6. Augusto Ivan de Freitas Pinheiro – Secretário Municipal de Urbanismo

•  Lembrou as características favoráveis da área devido a iniciativas anteriores em torno de idéia similar (gestão Marcelo Alencar). O 1º BID precisa dar certo. Esse adicional ao IPTU retorna ao próprio lugar. A área da SAARA é uma experiência similar já antiga, porém mais limitada do que está sendo proposto.

7. Luís Carlos R. Dauzacker - consultor da Associação Comercial do Rio de Janeiro

•  Em resposta a pergunta feita, comenta que a arrecadação deve ser feita através da Prefeitura. E que esta contribuição precisa ser obrigatória

8. Cecília Maria Neder Castro – IPP

•  Lembrou das iniciativas quanto aos pólos comerciais na época do Plano Estratégico e os gargalos jurídicos enfrentados.

9. José Conde Caldas – ADEMI

•  Comentou sobre a experiência do Jardim Pernambuco, instituída sem este arcabouço jurídico. Considera boa a proposta para a Av. Chile, mas acha que outras áreas sem espaços públicos também deviam ser objeto de iniciativas similares.

•  Lembrou também que é importante que a Prefeitura não abandone a área.

10. Hélio de Oliveira Barros – CML

•  Questionou quanto a possibilidade desta iniciativa se transformar em privatização de espaços públicos. Quanto à experiência da área da SAARA, falta estímulos à Associação dos Moradores.

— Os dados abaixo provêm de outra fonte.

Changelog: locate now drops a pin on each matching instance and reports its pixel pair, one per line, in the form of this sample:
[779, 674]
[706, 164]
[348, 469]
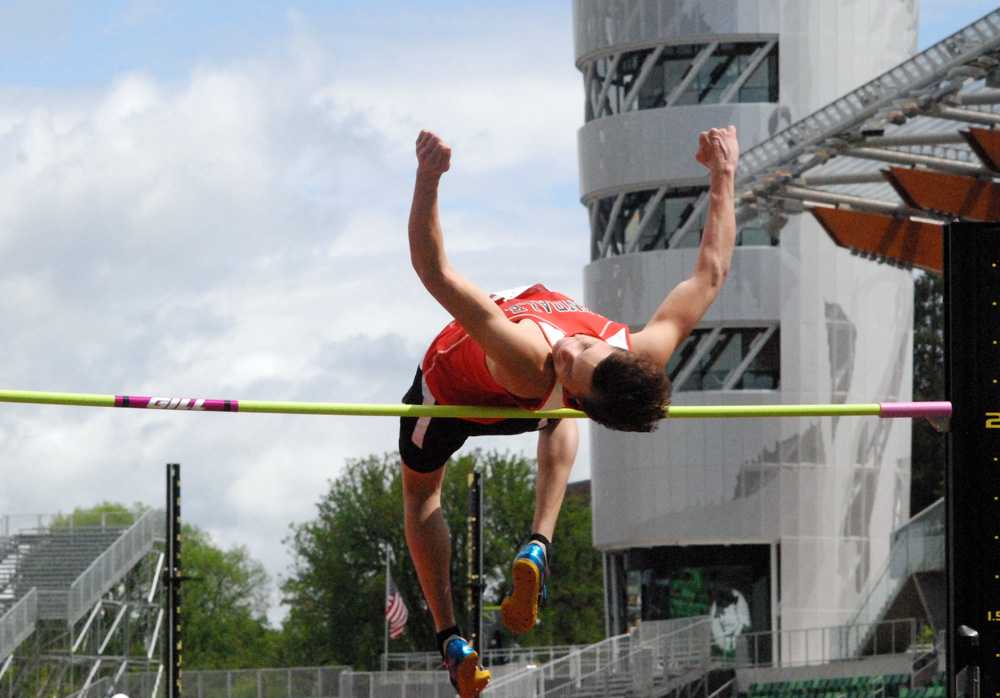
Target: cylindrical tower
[780, 524]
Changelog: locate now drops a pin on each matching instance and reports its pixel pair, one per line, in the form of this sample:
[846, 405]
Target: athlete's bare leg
[429, 542]
[556, 452]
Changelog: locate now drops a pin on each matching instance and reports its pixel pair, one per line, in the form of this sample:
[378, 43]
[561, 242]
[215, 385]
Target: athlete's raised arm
[687, 303]
[513, 346]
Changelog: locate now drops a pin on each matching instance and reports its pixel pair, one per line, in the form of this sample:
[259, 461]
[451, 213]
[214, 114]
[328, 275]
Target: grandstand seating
[50, 560]
[890, 686]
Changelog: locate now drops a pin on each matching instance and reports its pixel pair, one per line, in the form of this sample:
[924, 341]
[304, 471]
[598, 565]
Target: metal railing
[395, 684]
[917, 546]
[427, 661]
[113, 563]
[18, 623]
[814, 646]
[297, 682]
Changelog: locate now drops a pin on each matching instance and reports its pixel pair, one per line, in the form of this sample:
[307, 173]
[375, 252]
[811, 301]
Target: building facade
[765, 525]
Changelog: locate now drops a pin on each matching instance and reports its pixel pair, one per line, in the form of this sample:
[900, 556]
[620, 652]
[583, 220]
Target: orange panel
[986, 144]
[962, 197]
[909, 242]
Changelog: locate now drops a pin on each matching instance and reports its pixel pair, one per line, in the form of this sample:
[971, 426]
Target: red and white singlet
[454, 367]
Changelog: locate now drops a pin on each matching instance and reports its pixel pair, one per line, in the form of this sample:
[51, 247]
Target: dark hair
[628, 392]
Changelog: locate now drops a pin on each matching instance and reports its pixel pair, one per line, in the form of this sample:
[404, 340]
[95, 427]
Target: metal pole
[474, 558]
[385, 650]
[172, 583]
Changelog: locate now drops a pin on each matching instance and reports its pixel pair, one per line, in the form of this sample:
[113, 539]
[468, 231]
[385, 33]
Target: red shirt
[454, 366]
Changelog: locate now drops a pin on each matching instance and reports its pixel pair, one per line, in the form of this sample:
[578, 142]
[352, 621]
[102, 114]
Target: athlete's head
[616, 388]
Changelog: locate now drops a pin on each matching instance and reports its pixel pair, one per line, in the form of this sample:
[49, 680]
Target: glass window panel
[764, 371]
[672, 211]
[652, 93]
[725, 355]
[762, 85]
[683, 353]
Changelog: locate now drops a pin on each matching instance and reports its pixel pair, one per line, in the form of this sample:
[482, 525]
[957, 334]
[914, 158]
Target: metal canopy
[933, 113]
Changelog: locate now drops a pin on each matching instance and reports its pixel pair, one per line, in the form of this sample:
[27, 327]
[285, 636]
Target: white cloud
[241, 234]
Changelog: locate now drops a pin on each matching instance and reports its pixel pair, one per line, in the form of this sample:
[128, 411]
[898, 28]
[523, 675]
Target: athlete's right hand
[718, 149]
[433, 154]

11. Luís Carlos R. Dauzacker - consultor da Associação Comercial do Rio de Janeiro

•  Responde que trata-se do contrário: resgate do espaço público, com funcionamento 24 hs por dia. Quanto à área escolhida, esta deverá ter efeito de demonstração para outras iniciativas.

•  Quanto às obrigações da Prefeitura, estas deverão estar explicitadas na Lei.

12. Ronaldo Coelho Neto – SEBRAE/RJ

•  Colocou sua preocupação quanto a forma de atuação junto aos ambulantes e quanto às responsabilidades de condomínios, perguntando por estudos sobre essas questões.

13. Luís Carlos R. Dauzacker - consultor da Associação Comercial do Rio de Janeiro

•  Responde que a cobrança é na forma de cobrança do IPTU, individualizada, mas cabe estudar procedimentos em relação aos condomínios.

14. Marco Antônio Barbosa – SENGE

•  Questionou a escolha da área. Acha que deve ser em área onde já exista alguma iniciativa implementada.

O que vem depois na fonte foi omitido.